I took a zero for the day and watched their dog while her parents drove to NH to pick her up. They got back that evening with an ecstatic thru-hiker. I also spent the next day hanging out with Mooch. We went all over the place visiting one of her friends that was in town, hitting up some of her favorite restaurants, grabbing cider and donuts at the farmers market, getting ice cream…. Ok, so the whole day basically revolved around food. Who could blame us?
Leaving the next morning was pretty damn hard. I was headed away from the last of my trail friends. I assure you, all the water in my eyes was due to the cold, stiff headwind and not because I didn’t know when or if I’d see any of the people I’d met on my trip ever again. I’ll also blame the wind for my lack of motivation that day. I just didn’t make much distance. I got my first flat of the trip too, just before I rolled in to Batavia.
Very little progress was made the next day either. It was accompanied by my second flat. New York was wrapping up as a very bitter goodbye. I did get my first view of Lake Erie though, so home was getting close. I made it as far as Hamburg that evening.
The next day I was welcomed to Pennsylvania!
And into Ohio on the next!
Finally by Ohio I was making decent progress. I closely followed the lake for the first part of the state. This took me through Cleveland and Google Maps decided going through the projects was a good idea. It probably wasn’t the safest area, but I came out unscathed so all is well. I spent the night in Avon Lake after eating at my usual restaurant. I had driven this section many time when work would take me to Cleveland. I’d nearly always stop in Avon Lake at Buffalo Wild Wings. It was a nice reminder of the past.
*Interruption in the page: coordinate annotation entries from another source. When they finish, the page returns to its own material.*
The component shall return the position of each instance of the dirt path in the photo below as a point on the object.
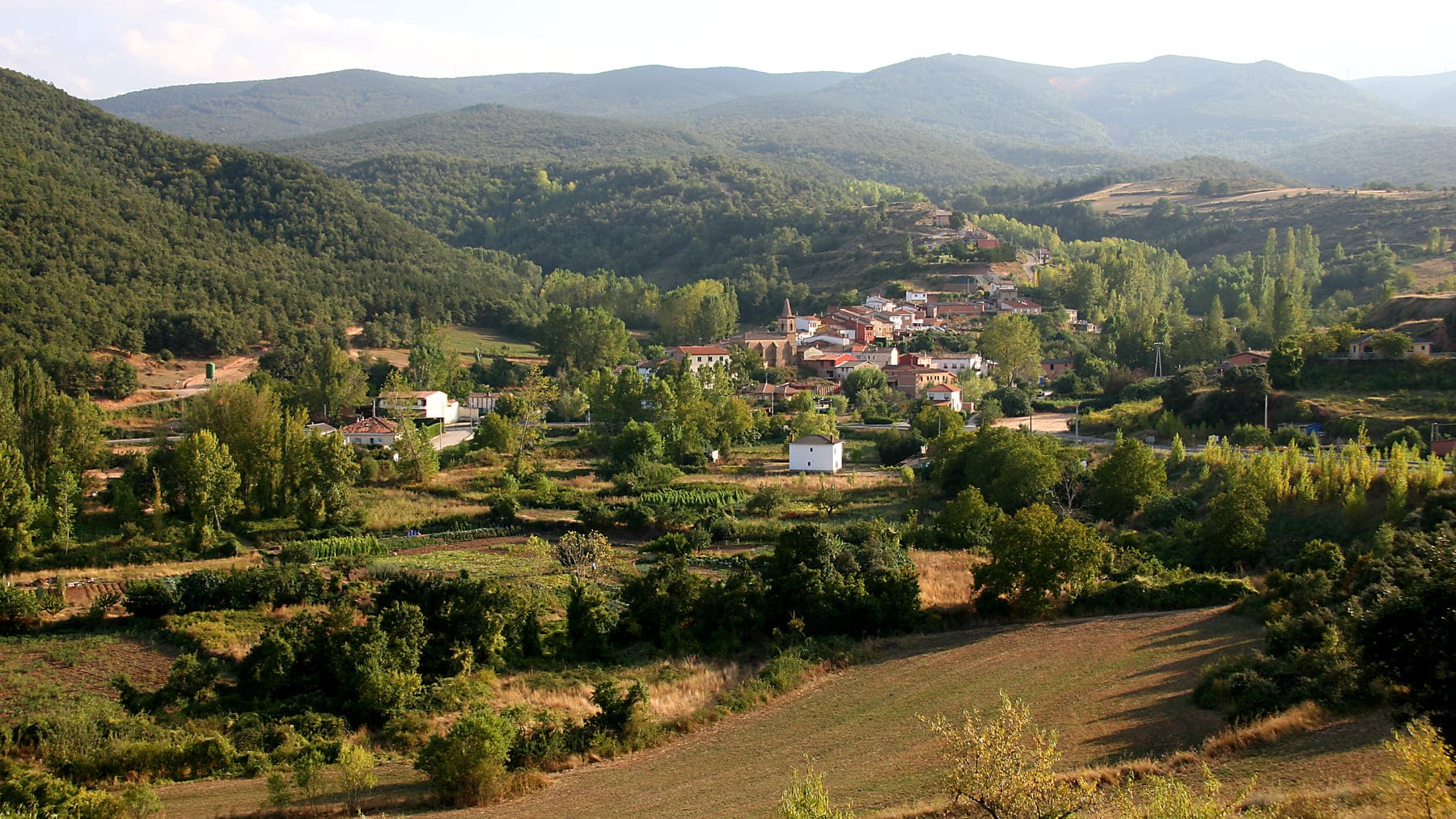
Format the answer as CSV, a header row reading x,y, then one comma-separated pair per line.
x,y
1113,688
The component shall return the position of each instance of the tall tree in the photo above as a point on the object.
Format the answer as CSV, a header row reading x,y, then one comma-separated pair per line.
x,y
1014,344
210,480
16,509
430,365
332,382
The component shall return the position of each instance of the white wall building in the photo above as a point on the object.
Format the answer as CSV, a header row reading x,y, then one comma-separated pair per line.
x,y
817,454
424,403
959,362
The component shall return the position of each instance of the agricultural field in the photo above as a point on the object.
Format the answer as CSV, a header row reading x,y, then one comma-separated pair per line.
x,y
61,673
1114,690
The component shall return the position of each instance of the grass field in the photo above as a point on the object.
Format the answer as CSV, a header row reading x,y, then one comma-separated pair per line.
x,y
1114,688
465,340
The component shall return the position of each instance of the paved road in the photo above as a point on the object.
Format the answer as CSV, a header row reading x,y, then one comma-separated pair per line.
x,y
453,434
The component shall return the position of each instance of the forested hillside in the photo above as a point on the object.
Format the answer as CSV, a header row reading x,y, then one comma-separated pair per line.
x,y
296,107
669,222
118,234
935,121
498,134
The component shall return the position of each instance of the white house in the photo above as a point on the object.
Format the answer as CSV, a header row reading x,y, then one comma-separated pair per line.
x,y
957,362
699,357
422,403
946,395
370,433
817,454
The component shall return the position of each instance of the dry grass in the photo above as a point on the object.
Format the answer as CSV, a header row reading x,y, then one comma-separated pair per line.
x,y
391,509
946,578
682,688
1113,687
123,573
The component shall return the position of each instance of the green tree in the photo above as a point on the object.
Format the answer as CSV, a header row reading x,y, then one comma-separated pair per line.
x,y
1234,524
332,383
933,420
1128,479
1035,556
418,460
813,424
582,338
356,775
468,764
118,380
1015,345
1392,344
696,313
67,495
862,380
967,521
209,479
140,802
430,365
1285,364
1006,766
16,509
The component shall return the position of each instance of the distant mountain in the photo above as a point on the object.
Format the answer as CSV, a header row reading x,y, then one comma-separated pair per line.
x,y
657,91
1433,95
1401,156
298,107
1175,107
935,121
120,234
497,134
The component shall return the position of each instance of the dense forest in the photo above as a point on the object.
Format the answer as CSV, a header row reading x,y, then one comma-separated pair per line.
x,y
120,236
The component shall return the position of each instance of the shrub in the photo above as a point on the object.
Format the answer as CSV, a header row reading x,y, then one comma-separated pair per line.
x,y
808,799
1250,435
468,766
356,775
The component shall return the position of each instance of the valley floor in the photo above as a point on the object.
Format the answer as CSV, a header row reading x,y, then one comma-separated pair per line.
x,y
1114,688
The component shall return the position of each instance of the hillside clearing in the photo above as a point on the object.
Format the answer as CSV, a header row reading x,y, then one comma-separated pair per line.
x,y
1113,687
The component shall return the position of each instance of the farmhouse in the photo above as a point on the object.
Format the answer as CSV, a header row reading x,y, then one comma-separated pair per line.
x,y
944,395
424,403
699,357
815,453
371,433
1246,358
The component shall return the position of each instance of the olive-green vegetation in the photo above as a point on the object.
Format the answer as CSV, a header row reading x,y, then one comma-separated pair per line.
x,y
667,220
129,238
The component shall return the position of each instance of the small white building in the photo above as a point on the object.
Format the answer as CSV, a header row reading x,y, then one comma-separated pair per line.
x,y
817,454
370,433
959,362
946,395
422,403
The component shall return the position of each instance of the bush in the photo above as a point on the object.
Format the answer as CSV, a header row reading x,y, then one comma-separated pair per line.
x,y
468,766
1141,594
1250,435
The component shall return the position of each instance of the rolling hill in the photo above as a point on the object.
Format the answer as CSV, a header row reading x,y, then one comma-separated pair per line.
x,y
948,120
120,234
298,107
497,134
1432,95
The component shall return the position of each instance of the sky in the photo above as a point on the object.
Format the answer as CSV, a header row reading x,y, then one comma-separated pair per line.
x,y
99,49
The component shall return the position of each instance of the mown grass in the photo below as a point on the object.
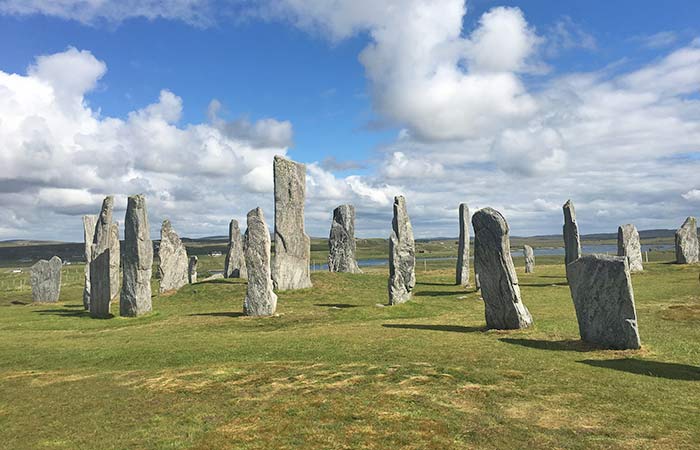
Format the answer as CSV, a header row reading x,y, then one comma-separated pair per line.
x,y
336,371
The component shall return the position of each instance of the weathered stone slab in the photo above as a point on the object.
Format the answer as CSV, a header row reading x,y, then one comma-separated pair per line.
x,y
292,245
529,255
687,249
463,246
601,288
341,242
135,298
629,246
260,300
402,255
89,222
499,282
173,268
45,279
234,266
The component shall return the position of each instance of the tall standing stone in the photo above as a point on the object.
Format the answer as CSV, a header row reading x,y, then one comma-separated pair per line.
x,y
234,266
402,255
529,255
601,288
687,242
89,222
260,300
463,246
341,242
45,279
628,245
572,242
499,282
174,265
292,245
135,298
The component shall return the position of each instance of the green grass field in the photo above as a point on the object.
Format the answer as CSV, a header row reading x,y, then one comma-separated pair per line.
x,y
335,371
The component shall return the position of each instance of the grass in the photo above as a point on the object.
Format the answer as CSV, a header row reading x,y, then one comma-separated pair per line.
x,y
336,371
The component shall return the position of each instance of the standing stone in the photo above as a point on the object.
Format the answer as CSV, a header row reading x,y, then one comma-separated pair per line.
x,y
463,247
234,266
192,270
135,297
89,223
292,245
174,266
499,282
572,242
529,255
402,255
341,242
601,288
259,298
687,242
45,279
628,245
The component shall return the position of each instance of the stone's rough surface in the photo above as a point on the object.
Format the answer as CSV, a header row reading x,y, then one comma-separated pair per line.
x,y
192,270
173,267
529,255
89,223
601,288
628,245
45,279
402,255
259,298
687,242
234,266
292,245
135,298
463,246
499,282
572,242
341,242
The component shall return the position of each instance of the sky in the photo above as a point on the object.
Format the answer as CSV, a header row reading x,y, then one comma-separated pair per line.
x,y
516,105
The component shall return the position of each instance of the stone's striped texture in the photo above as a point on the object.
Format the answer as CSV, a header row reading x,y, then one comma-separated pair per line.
x,y
499,282
402,255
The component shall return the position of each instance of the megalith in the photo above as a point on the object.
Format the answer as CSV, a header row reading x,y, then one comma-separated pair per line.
x,y
499,282
629,246
260,300
402,255
174,265
601,288
463,246
135,298
45,279
292,245
687,242
341,241
234,266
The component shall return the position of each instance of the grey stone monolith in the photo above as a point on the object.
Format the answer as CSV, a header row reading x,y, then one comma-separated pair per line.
x,y
173,266
629,246
292,245
463,246
260,300
529,255
341,241
601,288
45,279
89,222
135,298
234,266
687,249
499,282
402,255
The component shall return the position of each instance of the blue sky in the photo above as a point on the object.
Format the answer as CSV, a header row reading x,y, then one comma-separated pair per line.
x,y
554,75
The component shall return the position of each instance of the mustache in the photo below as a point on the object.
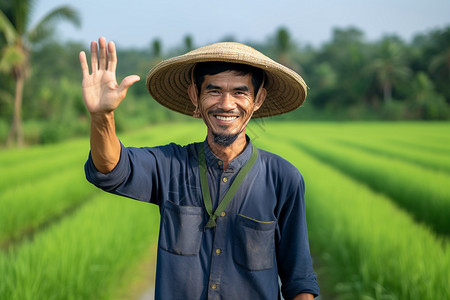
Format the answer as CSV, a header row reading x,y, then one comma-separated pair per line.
x,y
221,111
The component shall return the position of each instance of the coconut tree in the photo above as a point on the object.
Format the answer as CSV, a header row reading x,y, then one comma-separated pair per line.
x,y
390,66
19,37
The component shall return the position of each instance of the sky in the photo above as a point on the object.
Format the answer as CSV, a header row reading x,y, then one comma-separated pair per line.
x,y
136,23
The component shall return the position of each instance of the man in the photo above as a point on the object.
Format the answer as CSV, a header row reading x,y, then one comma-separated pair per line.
x,y
232,216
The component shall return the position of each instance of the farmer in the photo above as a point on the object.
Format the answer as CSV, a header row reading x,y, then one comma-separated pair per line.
x,y
232,216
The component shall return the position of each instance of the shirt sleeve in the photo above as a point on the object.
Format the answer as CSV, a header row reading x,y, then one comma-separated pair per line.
x,y
135,176
293,254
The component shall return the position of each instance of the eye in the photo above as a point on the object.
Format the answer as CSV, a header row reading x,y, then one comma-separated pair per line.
x,y
213,92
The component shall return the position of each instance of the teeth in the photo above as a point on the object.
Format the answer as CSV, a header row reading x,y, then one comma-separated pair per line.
x,y
223,118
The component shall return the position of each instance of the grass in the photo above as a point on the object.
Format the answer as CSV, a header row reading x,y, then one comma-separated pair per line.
x,y
365,244
368,248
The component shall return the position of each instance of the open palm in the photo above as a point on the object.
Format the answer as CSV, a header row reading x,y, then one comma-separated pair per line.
x,y
101,92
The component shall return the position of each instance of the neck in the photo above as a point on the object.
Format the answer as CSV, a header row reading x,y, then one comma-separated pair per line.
x,y
227,153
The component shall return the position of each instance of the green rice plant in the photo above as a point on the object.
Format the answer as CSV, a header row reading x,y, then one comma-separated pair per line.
x,y
31,204
84,255
437,161
11,157
365,247
421,191
30,170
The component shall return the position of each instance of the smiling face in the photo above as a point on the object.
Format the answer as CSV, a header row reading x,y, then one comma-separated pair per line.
x,y
226,103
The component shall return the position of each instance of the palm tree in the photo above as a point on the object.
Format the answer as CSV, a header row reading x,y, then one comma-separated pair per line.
x,y
18,41
390,66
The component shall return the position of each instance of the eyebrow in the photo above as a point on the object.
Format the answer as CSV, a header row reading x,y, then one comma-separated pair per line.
x,y
243,88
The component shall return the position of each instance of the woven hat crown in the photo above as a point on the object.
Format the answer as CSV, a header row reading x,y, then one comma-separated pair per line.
x,y
169,80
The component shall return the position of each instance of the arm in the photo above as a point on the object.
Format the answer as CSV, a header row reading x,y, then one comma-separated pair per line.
x,y
304,297
102,95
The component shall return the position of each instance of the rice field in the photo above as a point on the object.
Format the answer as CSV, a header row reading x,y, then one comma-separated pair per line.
x,y
377,197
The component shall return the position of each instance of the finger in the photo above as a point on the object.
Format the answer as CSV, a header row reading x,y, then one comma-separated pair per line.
x,y
102,53
84,66
112,57
126,83
94,57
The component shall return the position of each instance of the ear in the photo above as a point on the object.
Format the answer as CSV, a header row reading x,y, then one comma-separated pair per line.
x,y
192,92
260,97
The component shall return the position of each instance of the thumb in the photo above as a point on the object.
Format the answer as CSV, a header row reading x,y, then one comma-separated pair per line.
x,y
127,82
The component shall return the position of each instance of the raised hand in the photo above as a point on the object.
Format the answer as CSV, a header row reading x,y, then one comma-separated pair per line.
x,y
101,92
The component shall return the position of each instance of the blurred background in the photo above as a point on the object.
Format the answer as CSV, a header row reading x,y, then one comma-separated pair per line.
x,y
385,60
372,139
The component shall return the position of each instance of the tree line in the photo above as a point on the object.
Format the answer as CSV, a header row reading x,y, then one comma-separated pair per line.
x,y
349,77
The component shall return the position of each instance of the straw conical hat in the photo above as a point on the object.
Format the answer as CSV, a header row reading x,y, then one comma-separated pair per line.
x,y
168,81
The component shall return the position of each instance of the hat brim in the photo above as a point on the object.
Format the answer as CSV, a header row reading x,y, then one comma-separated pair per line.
x,y
169,80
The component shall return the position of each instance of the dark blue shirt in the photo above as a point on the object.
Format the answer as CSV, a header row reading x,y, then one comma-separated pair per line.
x,y
261,235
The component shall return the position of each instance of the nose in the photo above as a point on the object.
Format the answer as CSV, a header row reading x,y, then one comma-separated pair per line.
x,y
227,102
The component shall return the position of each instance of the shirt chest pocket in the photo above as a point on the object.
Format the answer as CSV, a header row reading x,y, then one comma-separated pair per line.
x,y
181,229
254,243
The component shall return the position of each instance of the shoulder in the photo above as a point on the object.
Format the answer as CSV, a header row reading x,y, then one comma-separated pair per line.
x,y
168,150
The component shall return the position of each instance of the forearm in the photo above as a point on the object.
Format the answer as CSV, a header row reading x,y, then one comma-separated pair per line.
x,y
303,297
105,145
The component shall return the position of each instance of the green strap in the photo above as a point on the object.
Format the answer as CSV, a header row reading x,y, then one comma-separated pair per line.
x,y
231,191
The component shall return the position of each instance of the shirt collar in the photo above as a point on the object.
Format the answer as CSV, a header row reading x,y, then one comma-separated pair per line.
x,y
236,164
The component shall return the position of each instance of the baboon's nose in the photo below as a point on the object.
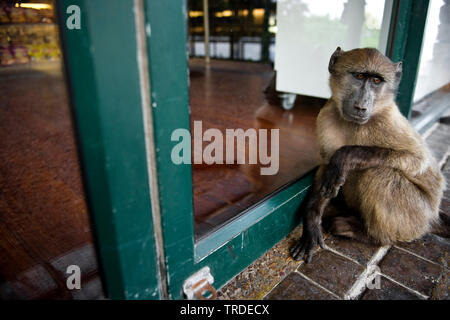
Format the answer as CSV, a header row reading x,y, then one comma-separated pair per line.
x,y
360,108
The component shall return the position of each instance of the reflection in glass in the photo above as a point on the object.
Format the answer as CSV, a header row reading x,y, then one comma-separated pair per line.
x,y
44,225
434,67
299,37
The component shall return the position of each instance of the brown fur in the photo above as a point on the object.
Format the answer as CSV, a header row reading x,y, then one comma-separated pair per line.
x,y
398,199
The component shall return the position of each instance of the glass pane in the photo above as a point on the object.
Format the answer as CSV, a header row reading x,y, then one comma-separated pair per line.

Headed out of Avon Lake, I wanted to follow my standard route home along US 2. Sadly, bikes can’t cross the bridge across Sandusky Bay. I thought about going anyway, but it’s about 3 miles I think and I’m sure it’s a hefty ticket. This setback added an extra 10 miles since I now had to go around the bay instead. I dropped down to Fremont and was happy to discover the North Coast Inland Trail. It was a paved rails to trails initiative and had great, easy, flat cycling for miles! My plan for the day was originally to get to the Oregon area (East Toledo), but that would have me at 95 miles. I wanted to get my first century ride in. So as the day progressed, I decided to get to northern Toledo. Once I got closer though, I said screw it, I’m going all the way! I biked the last 15 or 20 in the dark to home. I came in at 131 for the day. My previous high had been around 80, so this was quite a bit more.
So there it was, the end of my AT trip. I was home. I haven’t fully wrapped my head around what that means yet. I think I’m still suspended in a bit of disbelief. I won’t be home long though, my next adventure awaits! I’m headed on a roadtrip out west. I’ll be sure to have my bike and backpack with me while I explore some huge national playgrounds. I’ll keep you posted-
To all my friends on the AT, I miss you dearly and the whole trail wouldn’t have been the same without all of you along the way. The people out there truly shape every bit of the hike and words can’t express my gratitude for how wonderful my encounters were.